Insgesamt werden durch den ESM die Schwächen des Vertrages von Maastricht behoben. Die Zukunft Deutschlands liegt in der EU und wird laut Art. 8 Abs. 5 ESM-Vertag unter allen Umständen nur mit seinem Anteil am genehmigten Stammkapital haften.
Weiterhin hat Deutschland in allen wesentlichen Entscheidungen, einschließlich der Gewährung von Finanzhilfen oder Änderungen am gezeichneten Kapital, jederzeit ein Vetorecht. Die Entscheidungen werden grundsätzlich einstimmig durch die Finanzminister des Euro-Währungsgebiets getroffen.
Entscheidend bei der Bewertung der Verbindlichkeit des Bedingungszusammenhangs ist außerdem, dass Finanzhilfen des ESM nicht ohne Zustimmung Deutschlands gegeben werden und die Einhaltung des vereinbarten Bedingungszusammenhangs deshalb durchgesetzt werden kann.
Die FDP im Deutschen Bundestag wird verhindern, dass der ESM - wie von der Opposition gefordert - eine Banklizenz erhält. Somit ist eine weitere Begrenzung der Mittel sichergestellt. Die Verzahnung zwischen ESM-Vertrag und Fiskalvertrag in den Erwägungsgründen beider völkerrechtlicher Verträge gewährleistet in sachgerechter Weise die deutschen Interessen. Da die Gewährung von Hilfen über den ESM an die strikte Einhaltung des Fiskalpaktes gekoppelt ist, dürfte sich rein faktisch die Inanspruchnahme des Stammkapitals in Grenzen halten. Auch hier gilt: Ohne Solidität keine Solidarität!

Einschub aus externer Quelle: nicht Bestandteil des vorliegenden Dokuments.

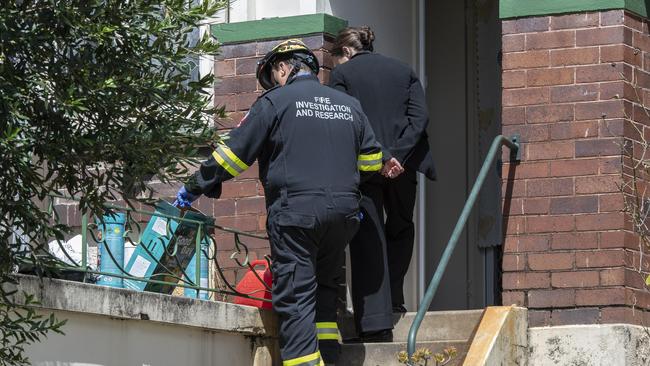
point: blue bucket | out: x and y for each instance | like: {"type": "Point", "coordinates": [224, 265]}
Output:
{"type": "Point", "coordinates": [112, 238]}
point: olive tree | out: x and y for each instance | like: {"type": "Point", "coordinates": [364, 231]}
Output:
{"type": "Point", "coordinates": [95, 98]}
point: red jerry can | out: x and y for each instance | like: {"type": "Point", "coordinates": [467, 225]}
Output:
{"type": "Point", "coordinates": [251, 285]}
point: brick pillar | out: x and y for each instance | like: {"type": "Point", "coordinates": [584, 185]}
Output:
{"type": "Point", "coordinates": [242, 204]}
{"type": "Point", "coordinates": [569, 251]}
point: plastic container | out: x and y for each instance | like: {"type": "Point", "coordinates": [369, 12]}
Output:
{"type": "Point", "coordinates": [252, 286]}
{"type": "Point", "coordinates": [191, 270]}
{"type": "Point", "coordinates": [112, 238]}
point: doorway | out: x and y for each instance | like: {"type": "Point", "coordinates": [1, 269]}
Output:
{"type": "Point", "coordinates": [463, 42]}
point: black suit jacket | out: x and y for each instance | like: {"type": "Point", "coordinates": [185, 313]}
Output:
{"type": "Point", "coordinates": [392, 97]}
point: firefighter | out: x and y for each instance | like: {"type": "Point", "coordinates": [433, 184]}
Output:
{"type": "Point", "coordinates": [311, 142]}
{"type": "Point", "coordinates": [392, 97]}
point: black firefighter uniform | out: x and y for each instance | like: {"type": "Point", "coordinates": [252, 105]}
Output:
{"type": "Point", "coordinates": [311, 142]}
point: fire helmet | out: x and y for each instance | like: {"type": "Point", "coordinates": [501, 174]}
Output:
{"type": "Point", "coordinates": [298, 50]}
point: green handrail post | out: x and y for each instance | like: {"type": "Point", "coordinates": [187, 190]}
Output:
{"type": "Point", "coordinates": [197, 263]}
{"type": "Point", "coordinates": [513, 144]}
{"type": "Point", "coordinates": [84, 242]}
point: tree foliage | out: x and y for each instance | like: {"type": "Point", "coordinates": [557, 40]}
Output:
{"type": "Point", "coordinates": [95, 98]}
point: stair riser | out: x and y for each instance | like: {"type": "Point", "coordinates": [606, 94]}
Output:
{"type": "Point", "coordinates": [436, 326]}
{"type": "Point", "coordinates": [385, 354]}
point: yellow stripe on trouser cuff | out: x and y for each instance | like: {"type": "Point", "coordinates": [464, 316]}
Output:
{"type": "Point", "coordinates": [229, 161]}
{"type": "Point", "coordinates": [327, 331]}
{"type": "Point", "coordinates": [309, 360]}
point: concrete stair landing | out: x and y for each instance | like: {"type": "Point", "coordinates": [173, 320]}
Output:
{"type": "Point", "coordinates": [439, 330]}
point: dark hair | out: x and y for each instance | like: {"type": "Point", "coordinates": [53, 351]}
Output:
{"type": "Point", "coordinates": [358, 38]}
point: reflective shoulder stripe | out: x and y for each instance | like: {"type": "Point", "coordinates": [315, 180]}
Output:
{"type": "Point", "coordinates": [370, 162]}
{"type": "Point", "coordinates": [233, 157]}
{"type": "Point", "coordinates": [327, 325]}
{"type": "Point", "coordinates": [228, 160]}
{"type": "Point", "coordinates": [376, 156]}
{"type": "Point", "coordinates": [376, 166]}
{"type": "Point", "coordinates": [224, 164]}
{"type": "Point", "coordinates": [327, 331]}
{"type": "Point", "coordinates": [309, 360]}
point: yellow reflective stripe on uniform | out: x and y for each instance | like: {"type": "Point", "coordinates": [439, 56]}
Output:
{"type": "Point", "coordinates": [233, 157]}
{"type": "Point", "coordinates": [327, 331]}
{"type": "Point", "coordinates": [309, 360]}
{"type": "Point", "coordinates": [370, 162]}
{"type": "Point", "coordinates": [224, 164]}
{"type": "Point", "coordinates": [370, 168]}
{"type": "Point", "coordinates": [376, 156]}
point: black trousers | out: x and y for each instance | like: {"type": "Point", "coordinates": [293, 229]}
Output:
{"type": "Point", "coordinates": [308, 235]}
{"type": "Point", "coordinates": [381, 250]}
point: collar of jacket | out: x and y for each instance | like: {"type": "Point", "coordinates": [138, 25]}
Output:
{"type": "Point", "coordinates": [362, 52]}
{"type": "Point", "coordinates": [303, 77]}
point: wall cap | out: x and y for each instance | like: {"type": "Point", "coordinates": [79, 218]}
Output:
{"type": "Point", "coordinates": [528, 8]}
{"type": "Point", "coordinates": [275, 28]}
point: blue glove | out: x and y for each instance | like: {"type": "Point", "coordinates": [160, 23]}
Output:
{"type": "Point", "coordinates": [184, 198]}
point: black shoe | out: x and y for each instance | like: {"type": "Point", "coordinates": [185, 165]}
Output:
{"type": "Point", "coordinates": [378, 336]}
{"type": "Point", "coordinates": [399, 309]}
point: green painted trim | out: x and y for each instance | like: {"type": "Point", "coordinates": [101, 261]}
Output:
{"type": "Point", "coordinates": [526, 8]}
{"type": "Point", "coordinates": [274, 28]}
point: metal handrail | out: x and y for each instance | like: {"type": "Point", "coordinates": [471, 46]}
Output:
{"type": "Point", "coordinates": [515, 155]}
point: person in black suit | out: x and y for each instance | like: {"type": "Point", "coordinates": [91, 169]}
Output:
{"type": "Point", "coordinates": [393, 99]}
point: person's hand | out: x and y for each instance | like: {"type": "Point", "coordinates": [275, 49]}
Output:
{"type": "Point", "coordinates": [392, 169]}
{"type": "Point", "coordinates": [184, 198]}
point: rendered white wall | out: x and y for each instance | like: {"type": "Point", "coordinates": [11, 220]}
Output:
{"type": "Point", "coordinates": [92, 340]}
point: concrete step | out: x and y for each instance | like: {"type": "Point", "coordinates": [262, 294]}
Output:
{"type": "Point", "coordinates": [437, 325]}
{"type": "Point", "coordinates": [385, 354]}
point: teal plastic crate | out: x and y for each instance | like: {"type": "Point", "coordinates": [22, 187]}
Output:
{"type": "Point", "coordinates": [157, 244]}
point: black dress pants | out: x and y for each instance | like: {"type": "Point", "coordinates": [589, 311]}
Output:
{"type": "Point", "coordinates": [381, 251]}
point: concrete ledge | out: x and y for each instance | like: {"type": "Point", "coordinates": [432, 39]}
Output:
{"type": "Point", "coordinates": [501, 338]}
{"type": "Point", "coordinates": [127, 304]}
{"type": "Point", "coordinates": [599, 344]}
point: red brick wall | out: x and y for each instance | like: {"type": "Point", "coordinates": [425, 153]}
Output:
{"type": "Point", "coordinates": [569, 251]}
{"type": "Point", "coordinates": [242, 203]}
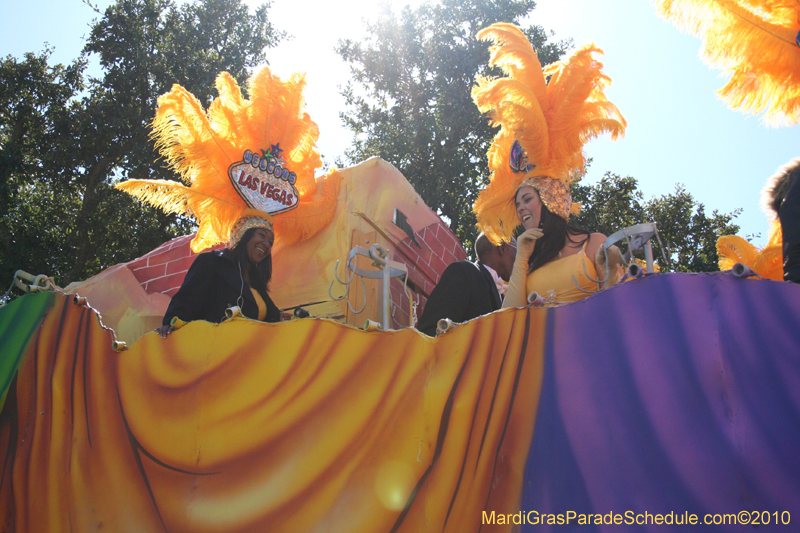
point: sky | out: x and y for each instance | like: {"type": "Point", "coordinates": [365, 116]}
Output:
{"type": "Point", "coordinates": [678, 131]}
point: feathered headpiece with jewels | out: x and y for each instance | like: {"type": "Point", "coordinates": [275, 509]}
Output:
{"type": "Point", "coordinates": [543, 126]}
{"type": "Point", "coordinates": [244, 160]}
{"type": "Point", "coordinates": [757, 42]}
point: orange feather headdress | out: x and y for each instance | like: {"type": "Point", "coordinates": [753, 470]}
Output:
{"type": "Point", "coordinates": [543, 125]}
{"type": "Point", "coordinates": [757, 42]}
{"type": "Point", "coordinates": [241, 158]}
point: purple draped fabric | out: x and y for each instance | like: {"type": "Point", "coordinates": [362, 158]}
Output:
{"type": "Point", "coordinates": [674, 393]}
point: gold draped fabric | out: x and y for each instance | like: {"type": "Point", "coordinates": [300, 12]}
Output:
{"type": "Point", "coordinates": [243, 426]}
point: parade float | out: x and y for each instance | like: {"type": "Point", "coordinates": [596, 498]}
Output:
{"type": "Point", "coordinates": [668, 399]}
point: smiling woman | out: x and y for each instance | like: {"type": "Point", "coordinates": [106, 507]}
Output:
{"type": "Point", "coordinates": [236, 277]}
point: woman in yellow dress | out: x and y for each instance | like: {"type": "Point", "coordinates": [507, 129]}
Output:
{"type": "Point", "coordinates": [554, 258]}
{"type": "Point", "coordinates": [545, 117]}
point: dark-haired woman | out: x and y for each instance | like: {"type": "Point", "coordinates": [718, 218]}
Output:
{"type": "Point", "coordinates": [554, 259]}
{"type": "Point", "coordinates": [238, 276]}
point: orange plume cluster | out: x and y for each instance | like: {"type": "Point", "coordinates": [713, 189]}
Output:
{"type": "Point", "coordinates": [200, 146]}
{"type": "Point", "coordinates": [551, 120]}
{"type": "Point", "coordinates": [766, 262]}
{"type": "Point", "coordinates": [756, 42]}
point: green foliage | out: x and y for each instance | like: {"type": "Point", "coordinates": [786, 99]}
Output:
{"type": "Point", "coordinates": [409, 99]}
{"type": "Point", "coordinates": [65, 140]}
{"type": "Point", "coordinates": [687, 232]}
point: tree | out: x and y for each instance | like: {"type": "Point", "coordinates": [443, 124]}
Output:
{"type": "Point", "coordinates": [78, 137]}
{"type": "Point", "coordinates": [409, 100]}
{"type": "Point", "coordinates": [687, 232]}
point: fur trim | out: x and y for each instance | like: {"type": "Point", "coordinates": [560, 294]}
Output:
{"type": "Point", "coordinates": [777, 185]}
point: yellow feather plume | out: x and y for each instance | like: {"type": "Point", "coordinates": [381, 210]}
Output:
{"type": "Point", "coordinates": [551, 121]}
{"type": "Point", "coordinates": [201, 145]}
{"type": "Point", "coordinates": [766, 262]}
{"type": "Point", "coordinates": [757, 42]}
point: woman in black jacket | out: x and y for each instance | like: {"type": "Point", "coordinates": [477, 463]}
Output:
{"type": "Point", "coordinates": [238, 276]}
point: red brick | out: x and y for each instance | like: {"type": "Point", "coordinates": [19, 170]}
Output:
{"type": "Point", "coordinates": [447, 239]}
{"type": "Point", "coordinates": [449, 257]}
{"type": "Point", "coordinates": [427, 272]}
{"type": "Point", "coordinates": [145, 274]}
{"type": "Point", "coordinates": [137, 263]}
{"type": "Point", "coordinates": [407, 251]}
{"type": "Point", "coordinates": [438, 265]}
{"type": "Point", "coordinates": [169, 255]}
{"type": "Point", "coordinates": [181, 265]}
{"type": "Point", "coordinates": [165, 284]}
{"type": "Point", "coordinates": [428, 286]}
{"type": "Point", "coordinates": [180, 241]}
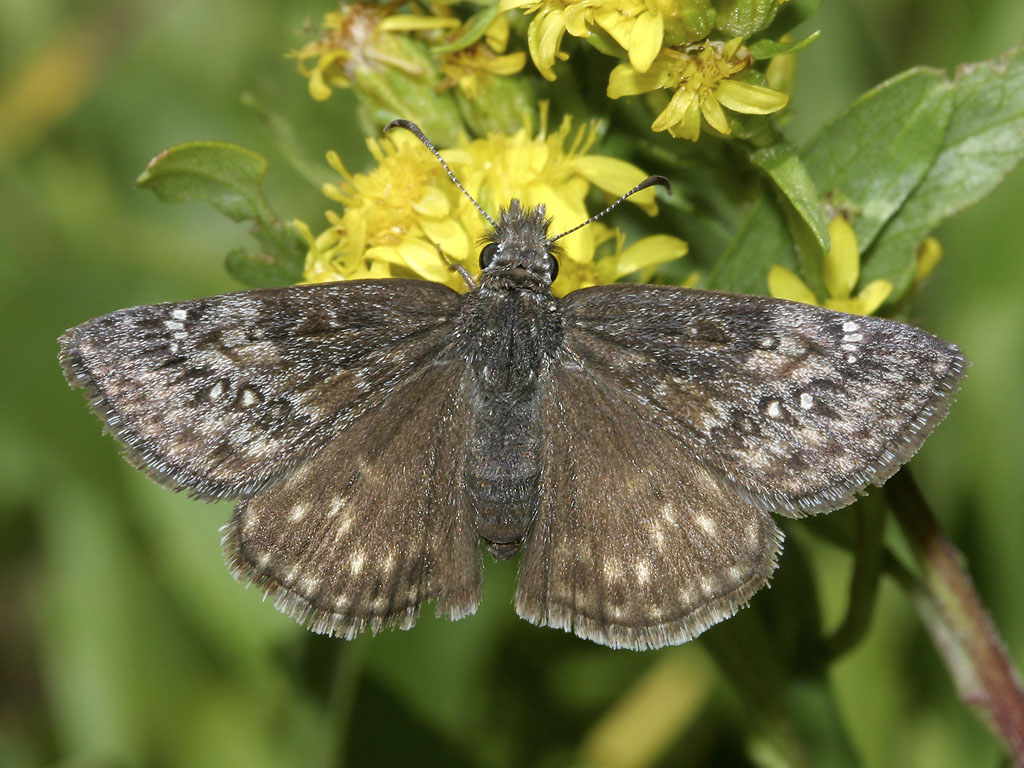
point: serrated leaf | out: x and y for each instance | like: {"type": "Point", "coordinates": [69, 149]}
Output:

Mit unserem Ansatz der vernetzten Stabilität in der Eurozone tragen wir den durch zu hohe Staatsverschuldung entstandenen Problemen in angemessener Weise Rechnung. Anders als die SPD gehen wir die Probleme nicht durch eine Vergemeinschaftung aller Schulden, also durch Einführung von Eurobonds, sondern durch die Beseitigung der Verschuldungsursachen, und damit langfristig erfolgreich, an.